Metrics: QVC tracks frequency of visits, a metric that's a retailing staple, but also time on site. "Time on site is a non-traditional retailing metric. We look more like a media company that way," Miller said. "Do we grow that and try to get more time on the platform? It depends. Too much time means something wrong is with the experience (because no one bought anything)." As a result, QVC is looking to increase the frequency of visits across the platform while holding time on site steady. Multiple platform presence should boost frequency.

Amazon competition: "Any retailer has to see Amazon as competition at some level," Miller said. "What's different with us is that the Amazon customer goes there with an intent in mind. Our customers come to us to discover something new and be in a community of shopping."

Mobile: QVC is "laser focused" on the mobile experience and has invested for the last decade. Now the stars are aligning for mobile video QVC is in a good position, Miller said. "Video on mobile is a consumable medium now. Mobile wasn't ready before. It's a thing now," Miller said. To deliver this video, QVC has primarily spent its time on apps because the experience is better. The mobile web doesn't deliver the integrated shopping and video experience yet.

The fragmented media experience: QVC has to be multichannel in both the commerce and content fronts. "In our early years we were operating on platforms we owned and operated like TV and the web sites," Miller said. "Now we have to continue that and also operate on Facebook Live, Apple and Google Android. Those platforms could make the retailing business challenging by taking a cut of sales. What makes me feel ok is that those platforms are in line with our customer base."

Over-the-top entities also play into the fragmentation, but QVC owns its content so the model is easier, Miller explained.

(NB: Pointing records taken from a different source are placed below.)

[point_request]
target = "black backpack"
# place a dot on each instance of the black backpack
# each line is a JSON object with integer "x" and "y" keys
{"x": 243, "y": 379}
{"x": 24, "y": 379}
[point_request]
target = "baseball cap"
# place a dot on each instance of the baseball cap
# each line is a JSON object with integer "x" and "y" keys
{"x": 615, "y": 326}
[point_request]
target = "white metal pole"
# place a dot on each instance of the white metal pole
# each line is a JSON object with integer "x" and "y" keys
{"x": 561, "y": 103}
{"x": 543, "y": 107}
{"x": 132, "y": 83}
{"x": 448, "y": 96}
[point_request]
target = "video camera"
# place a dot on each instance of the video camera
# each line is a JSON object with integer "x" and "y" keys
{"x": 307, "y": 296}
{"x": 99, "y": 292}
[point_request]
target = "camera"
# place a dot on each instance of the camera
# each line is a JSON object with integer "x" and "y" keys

QVC doesn't have a bunch of distribution agreements to ink. "We can quickly spin up versions for Apple TV, Roku, and others," he said. "We can't assume what any one customer is using, but have to personalize the experience to the appropriate device." Facebook Live is also a platform that looks promising. Miller said QVC has seen success with its beauty programming on Facebook with younger audiences.

"We have to constantly challenge the teams to find new ways to get to the customer and meet her in different places," Miller said.

Development: QVC handles all of its development in house with a global team in multiple markets. On the talent front, QVC is looking for people who know user experience and how to connect to a customer. "We're not necessarily looking for people from the retail model," said Miller. "Because we're not attempting to create a truly differentiated search or cart. We want to build the discovery phase of the funnel." As a result, QVC is just as likely to hire a financial services person as a retail-based one.

One tech wish: Miller said one tech problem he'd like to see solved by vendors is to create tools to allow designers to design directly on a phone. "The mobile phone is not great for designing or coding," Miller said. In other words, it's one thing to emulate a mobile device in Adobe Photoshop and another to live the focus the small screen requires.